Entonces, la Bruja Mala conjuró:
- Corred, niños, corred lo más deprisa que podáis. Encontrad el camino inverso a casa y seguidlo. Avanzad juntos lo más deprisa que podáis, sin deteneros nunca, y conseguiréis alejaros para siempre de mí -hizo una pausa, y luego dibujó una sarcástica sonrisa en sus labios-. Pero al cumplir veintidós años vuestro camino terminará, desembocando en un escarpado precipicio, y ambos caeréis hacia una profunda oscuridad de la que nunca nadie podrá salvaros.

Rió, y con su risa un relámpago verdeazulado cubrió el cielo sobre el castillo, dando por concluida su maldición.
- No, hermana... -susurró una voz a su espalda.

Era la Bruja Buena, retorcida de dolor, tratando de alzarse frente a ella para defender a sus queridos hijos.
- ¿Sigues viva? -inquirió la Bruja Mala.
- Sigo viva -respondió la madre superviviente-. Y mientras así sea no serás capaz de dañarlos.
- Nunca has tenido más poder que yo. No podrás romper mi hechizo.
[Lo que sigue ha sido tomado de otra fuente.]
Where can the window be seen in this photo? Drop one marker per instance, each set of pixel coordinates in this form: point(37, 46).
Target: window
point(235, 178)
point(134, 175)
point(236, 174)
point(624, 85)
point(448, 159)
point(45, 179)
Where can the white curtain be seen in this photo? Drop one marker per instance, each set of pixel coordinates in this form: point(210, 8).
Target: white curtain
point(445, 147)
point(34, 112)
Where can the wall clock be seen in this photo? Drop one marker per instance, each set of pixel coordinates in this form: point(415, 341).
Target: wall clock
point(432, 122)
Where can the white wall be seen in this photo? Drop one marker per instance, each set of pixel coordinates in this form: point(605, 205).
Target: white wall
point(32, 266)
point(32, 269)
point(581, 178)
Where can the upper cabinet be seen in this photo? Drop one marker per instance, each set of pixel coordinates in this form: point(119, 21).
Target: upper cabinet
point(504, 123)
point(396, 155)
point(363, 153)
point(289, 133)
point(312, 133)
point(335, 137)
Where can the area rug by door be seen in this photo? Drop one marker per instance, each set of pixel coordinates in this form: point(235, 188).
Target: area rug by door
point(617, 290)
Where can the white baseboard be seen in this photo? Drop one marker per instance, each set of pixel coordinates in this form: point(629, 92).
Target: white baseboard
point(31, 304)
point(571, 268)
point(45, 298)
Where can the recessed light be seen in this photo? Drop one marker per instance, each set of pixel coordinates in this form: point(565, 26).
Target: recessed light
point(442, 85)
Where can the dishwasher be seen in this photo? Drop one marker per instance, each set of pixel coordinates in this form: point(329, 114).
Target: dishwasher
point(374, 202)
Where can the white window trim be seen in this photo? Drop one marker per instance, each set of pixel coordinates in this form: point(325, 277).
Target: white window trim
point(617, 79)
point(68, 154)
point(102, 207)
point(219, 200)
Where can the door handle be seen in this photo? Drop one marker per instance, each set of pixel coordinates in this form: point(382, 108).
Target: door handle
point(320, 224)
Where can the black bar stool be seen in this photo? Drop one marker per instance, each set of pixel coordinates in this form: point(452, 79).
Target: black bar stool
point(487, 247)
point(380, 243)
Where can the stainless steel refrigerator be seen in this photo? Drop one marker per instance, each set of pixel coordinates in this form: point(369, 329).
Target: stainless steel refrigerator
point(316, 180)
No podrás salvarlos -la Bruja Buena tosió, y un charco de sangre se extendió bajo los pies de su odiada hermana, provocando de nuevo la risa de ésta-. Y menos en ese lamentable estado.
- Lo sé. No puedo borrar tu hechizo, pero puedo ayudarlos en algo -cerró los ojos un segundo y comenzó a tejer su bendición-. Tal y como dices, al cumplir los veintidós años el camino que ahora siguen terminará, desembocando en un escarpado precipicio, y ambos caerán hacia una profunda oscuridad... Pero aún podrán ser salvados. 
- ¿Ah, sí? Sorpréndeme.
- Con un beso de amor verdadero -concluyó.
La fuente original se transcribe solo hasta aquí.